Zu den Ehrengästen gehörten außer Vertretern von Politik, Kirchen, der aramäischen Gemeinde und dem Bürgerschützenverein mit Erzbischof Mattias Mayis (Warburg) und Bischof Dr. Hanna Aydin (Delmenhorst) auch hochrangige Vertreter der Syrisch-orthodoxen Kirche. Sie würdigten Yusuf Öz ebenso wie Freunde der Familie, Pfarrer Wim Wigger und der aus Dresden angereiste Friedrich Zempel, Harsewinkels Stadtdirektor von 1988 bis 1992 und ein Freund des Geehrten. Zur Integration habe Öz einen hervorragenden Beitrag geleistet. Er habe sie zudem mit seiner Familie selbst vorgelebt, betonte Zempel.

Yusuf Öz schilderte sichtlich gerührt, der Anruf des Landrats mit der Nachricht, er erhalte das Bundesverdienstkreuz, habe ihn in ein Gefühlschaos gestürzt: „Ich dachte 42 Jahre zurück – daran, wie ich als Student in München gelandet war, allein und mittellos. Die Auszeichnung heute ist nicht für mich allein – sie ist für alle, denen ich helfen konnte.“

Für Miteinander der Religionen und Nationen

Harsewinkel (amu). Yusuf Öz (64) wurde 1950 in Enhil in der Türkei geboren. Aufgrund der kriegerischen Auseinandersetzungen im Kurdengebiet floh er in den Libanon, wo er das Abitur machte. 1973 kam er nach Deutschland und studierte katholische Religion sowie Maschinenbau. Zunächst arbeitete er als Ingenieur. Von 1988 bis zum Eintritt in die Altersteilzeit 2012 war er als Angestellter des Caritasverbands Warendorf für die Sozialberatung und Betreuung von Menschen mit Migrationshintergrund in Harsewinkel zuständig.

Die Integration der Zuwanderer, insbesondere der syrisch-orthodoxen Christen, liegt Yusuf Öz seit jeher am Herzen. Besonders hervorzuheben ist sein Einsatz im Wohngebiet Dammanns Hof. Dort lebten ethnische und religiöse Gruppen Tür an Tür, die in ihren Heimatländern verfeindet waren – muslimische Kurden und Türken sowie christliche Aramäer. Hinzu kamen die Aussiedler. Als die Konflikte auszuufern drohten, wurde Öz gemeinsam mit anderen aktiv. 1991 gehörte er zu den Gründern des Arbeitskreises Gemeinwesenarbeit Dammanns Hof, der außer Sozialarbeit und einer Aufwertung der Wohnqualität auch ein friedvolles Miteinander erreichen wollte. Öz überzeugte die Skeptiker vom Bau eines Gemeinschaftshauses und der Bildung einer Bewohnervertretung.

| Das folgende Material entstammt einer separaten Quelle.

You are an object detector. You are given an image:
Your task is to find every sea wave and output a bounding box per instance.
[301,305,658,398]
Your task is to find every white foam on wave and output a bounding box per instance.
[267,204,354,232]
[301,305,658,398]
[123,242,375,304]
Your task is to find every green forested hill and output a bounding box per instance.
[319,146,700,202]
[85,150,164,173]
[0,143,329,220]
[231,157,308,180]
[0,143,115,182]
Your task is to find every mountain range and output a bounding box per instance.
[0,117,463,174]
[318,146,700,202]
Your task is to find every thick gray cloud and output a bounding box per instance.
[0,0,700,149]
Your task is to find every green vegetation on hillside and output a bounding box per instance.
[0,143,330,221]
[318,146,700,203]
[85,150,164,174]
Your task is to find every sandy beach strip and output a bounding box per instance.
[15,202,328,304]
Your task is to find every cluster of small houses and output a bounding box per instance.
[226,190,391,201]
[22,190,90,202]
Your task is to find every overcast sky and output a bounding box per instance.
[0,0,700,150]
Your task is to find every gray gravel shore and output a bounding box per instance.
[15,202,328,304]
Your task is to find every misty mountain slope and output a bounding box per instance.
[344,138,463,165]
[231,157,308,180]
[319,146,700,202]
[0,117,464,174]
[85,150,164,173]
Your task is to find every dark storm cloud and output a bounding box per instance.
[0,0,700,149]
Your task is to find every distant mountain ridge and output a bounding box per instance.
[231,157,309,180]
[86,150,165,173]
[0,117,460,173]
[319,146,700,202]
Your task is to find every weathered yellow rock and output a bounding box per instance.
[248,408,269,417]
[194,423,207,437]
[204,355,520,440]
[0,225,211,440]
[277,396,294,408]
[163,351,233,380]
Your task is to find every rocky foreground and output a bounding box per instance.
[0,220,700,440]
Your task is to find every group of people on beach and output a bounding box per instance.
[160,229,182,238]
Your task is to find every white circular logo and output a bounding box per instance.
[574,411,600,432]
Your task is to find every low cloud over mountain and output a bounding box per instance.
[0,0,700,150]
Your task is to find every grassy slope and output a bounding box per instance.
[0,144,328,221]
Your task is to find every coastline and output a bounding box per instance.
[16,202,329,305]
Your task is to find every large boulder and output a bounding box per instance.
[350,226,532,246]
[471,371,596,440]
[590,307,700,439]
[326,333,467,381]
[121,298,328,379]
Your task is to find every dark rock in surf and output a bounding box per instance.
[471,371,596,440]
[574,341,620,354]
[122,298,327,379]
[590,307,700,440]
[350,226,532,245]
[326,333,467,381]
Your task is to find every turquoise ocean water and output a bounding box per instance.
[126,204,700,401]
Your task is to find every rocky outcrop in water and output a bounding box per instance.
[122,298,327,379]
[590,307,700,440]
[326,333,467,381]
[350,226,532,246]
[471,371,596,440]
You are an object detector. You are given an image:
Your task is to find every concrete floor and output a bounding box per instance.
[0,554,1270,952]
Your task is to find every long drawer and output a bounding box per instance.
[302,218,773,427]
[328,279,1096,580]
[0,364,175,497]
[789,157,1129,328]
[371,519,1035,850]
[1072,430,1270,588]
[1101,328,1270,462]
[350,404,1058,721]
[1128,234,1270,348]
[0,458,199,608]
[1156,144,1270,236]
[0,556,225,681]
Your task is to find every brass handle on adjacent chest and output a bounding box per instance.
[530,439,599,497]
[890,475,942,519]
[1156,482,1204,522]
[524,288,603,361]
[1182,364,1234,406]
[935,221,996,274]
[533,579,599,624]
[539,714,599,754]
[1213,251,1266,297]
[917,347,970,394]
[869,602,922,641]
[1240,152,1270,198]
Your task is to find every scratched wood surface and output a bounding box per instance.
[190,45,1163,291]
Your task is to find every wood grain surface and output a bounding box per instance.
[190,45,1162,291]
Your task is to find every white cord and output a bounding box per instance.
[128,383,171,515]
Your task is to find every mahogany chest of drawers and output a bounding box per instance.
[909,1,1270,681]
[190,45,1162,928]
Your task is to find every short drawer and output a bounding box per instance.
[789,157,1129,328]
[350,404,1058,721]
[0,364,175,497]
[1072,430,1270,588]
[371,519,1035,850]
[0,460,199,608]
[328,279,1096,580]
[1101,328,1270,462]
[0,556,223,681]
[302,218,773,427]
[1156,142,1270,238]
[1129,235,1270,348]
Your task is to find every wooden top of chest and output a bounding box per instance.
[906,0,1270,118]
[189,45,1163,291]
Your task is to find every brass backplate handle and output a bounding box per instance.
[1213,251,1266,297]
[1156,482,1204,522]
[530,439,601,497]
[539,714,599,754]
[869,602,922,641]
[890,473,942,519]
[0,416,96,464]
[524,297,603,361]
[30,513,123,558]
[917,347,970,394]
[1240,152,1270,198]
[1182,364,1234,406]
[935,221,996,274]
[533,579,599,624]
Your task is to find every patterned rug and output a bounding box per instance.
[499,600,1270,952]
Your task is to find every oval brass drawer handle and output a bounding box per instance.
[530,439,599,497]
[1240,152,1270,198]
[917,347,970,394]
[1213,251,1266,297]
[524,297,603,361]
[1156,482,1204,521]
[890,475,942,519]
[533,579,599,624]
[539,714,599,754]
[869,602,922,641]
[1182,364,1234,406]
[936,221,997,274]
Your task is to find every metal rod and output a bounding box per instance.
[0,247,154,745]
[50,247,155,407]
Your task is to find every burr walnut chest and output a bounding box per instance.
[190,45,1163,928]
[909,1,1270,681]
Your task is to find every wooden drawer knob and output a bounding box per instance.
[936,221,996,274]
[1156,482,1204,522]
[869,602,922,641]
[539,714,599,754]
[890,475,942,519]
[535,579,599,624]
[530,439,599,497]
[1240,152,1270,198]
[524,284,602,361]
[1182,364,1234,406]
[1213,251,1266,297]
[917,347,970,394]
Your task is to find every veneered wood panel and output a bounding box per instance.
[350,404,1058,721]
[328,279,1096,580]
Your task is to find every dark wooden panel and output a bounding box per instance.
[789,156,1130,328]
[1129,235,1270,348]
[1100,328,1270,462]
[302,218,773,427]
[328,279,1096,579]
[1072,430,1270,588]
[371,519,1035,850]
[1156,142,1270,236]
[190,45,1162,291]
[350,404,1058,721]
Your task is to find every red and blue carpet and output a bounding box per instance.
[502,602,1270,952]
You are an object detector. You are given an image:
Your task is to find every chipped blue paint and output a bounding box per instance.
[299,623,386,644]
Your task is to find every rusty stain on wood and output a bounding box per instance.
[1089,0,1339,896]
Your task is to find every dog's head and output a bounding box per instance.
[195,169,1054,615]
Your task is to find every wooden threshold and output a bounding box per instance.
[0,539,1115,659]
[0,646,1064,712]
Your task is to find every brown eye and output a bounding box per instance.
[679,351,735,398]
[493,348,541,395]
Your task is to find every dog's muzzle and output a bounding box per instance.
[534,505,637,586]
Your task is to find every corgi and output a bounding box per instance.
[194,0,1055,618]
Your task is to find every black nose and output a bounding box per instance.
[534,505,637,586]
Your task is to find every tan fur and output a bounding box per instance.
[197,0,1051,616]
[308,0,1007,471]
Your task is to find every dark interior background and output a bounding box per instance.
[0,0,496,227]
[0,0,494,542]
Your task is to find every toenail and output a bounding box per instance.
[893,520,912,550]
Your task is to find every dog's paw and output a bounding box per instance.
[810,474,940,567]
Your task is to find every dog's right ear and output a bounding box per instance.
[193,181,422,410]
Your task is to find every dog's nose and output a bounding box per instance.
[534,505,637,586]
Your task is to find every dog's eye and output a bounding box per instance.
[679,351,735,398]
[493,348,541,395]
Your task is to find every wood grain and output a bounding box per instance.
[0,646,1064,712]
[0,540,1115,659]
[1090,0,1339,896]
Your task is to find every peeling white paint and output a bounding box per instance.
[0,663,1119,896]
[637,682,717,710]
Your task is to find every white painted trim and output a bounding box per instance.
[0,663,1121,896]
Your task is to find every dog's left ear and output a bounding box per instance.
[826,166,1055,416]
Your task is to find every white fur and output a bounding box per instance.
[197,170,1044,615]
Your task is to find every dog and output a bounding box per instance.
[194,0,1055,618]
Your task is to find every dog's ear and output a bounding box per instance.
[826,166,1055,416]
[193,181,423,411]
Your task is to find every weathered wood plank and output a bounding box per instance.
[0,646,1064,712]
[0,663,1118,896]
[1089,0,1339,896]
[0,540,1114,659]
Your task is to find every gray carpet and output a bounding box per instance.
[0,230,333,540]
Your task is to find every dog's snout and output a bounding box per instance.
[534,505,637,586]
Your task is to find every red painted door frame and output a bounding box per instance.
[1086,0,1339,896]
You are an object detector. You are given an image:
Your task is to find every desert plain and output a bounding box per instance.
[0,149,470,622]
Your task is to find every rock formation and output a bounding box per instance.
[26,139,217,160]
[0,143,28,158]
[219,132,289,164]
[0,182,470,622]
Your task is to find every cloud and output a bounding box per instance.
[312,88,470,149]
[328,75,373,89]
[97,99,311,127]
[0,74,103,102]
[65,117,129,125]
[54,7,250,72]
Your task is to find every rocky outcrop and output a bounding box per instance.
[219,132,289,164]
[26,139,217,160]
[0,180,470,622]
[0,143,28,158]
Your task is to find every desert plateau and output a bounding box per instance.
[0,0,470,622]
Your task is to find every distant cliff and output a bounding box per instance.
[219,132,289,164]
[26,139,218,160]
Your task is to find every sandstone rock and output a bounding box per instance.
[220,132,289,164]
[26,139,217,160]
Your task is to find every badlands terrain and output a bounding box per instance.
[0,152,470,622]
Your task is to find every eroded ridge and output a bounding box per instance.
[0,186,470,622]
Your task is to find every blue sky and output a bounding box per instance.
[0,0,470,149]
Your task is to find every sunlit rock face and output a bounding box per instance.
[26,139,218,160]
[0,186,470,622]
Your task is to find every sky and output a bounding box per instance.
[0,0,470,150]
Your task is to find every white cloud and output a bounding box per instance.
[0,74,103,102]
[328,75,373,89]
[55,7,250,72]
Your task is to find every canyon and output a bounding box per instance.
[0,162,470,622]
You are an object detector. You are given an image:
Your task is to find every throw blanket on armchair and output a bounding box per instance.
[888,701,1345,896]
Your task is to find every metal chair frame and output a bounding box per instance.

Nicht nur für die Migranten, sondern auch für die Stadtverwaltung und die Politik wurde Öz Ansprechpartner in Integrationsangelegenheiten. Weil er mehrere Sprachen beherrscht, ist er außerdem als Übersetzer für den Kreis Gütersloh tätig.

Außerordentlich engagiert wirkte Yusuf Öz auch im interreligiösen Dialog. Er initiierte den „Gottesdienst der Nationen“, der jedes Jahr am Pfingstmontag unter Beteiligung aller christlichen Konfessionen stattfindet. Maßgeblich verantwortlich war er für die Kooperation der christlichen Kirchen in Harsewinkel unter dem Siegel der 2012 verabschiedeten Charta Oecumenica. Auch der Dialog zwischen Christen und Muslimen in Harsewinkel war ihm stets ein wichtiges Anliegen. So initiierte er das Projekt „Kulinarische Reise“. Seit 2007 ist er Mitglied des Vorstands der syrisch-orthodoxen Gemeinde Mor Augin in Harsewinkel, der 800 Menschen angehören. Federführend war Yusuf Öz 1985 an der Gründung des Bundesverbands der Aramäer in Deutschland beteiligt, in dessen Vorstand er viele Jahre aktiv war. Öz ist verheiratet und Vater von fünf Kindern.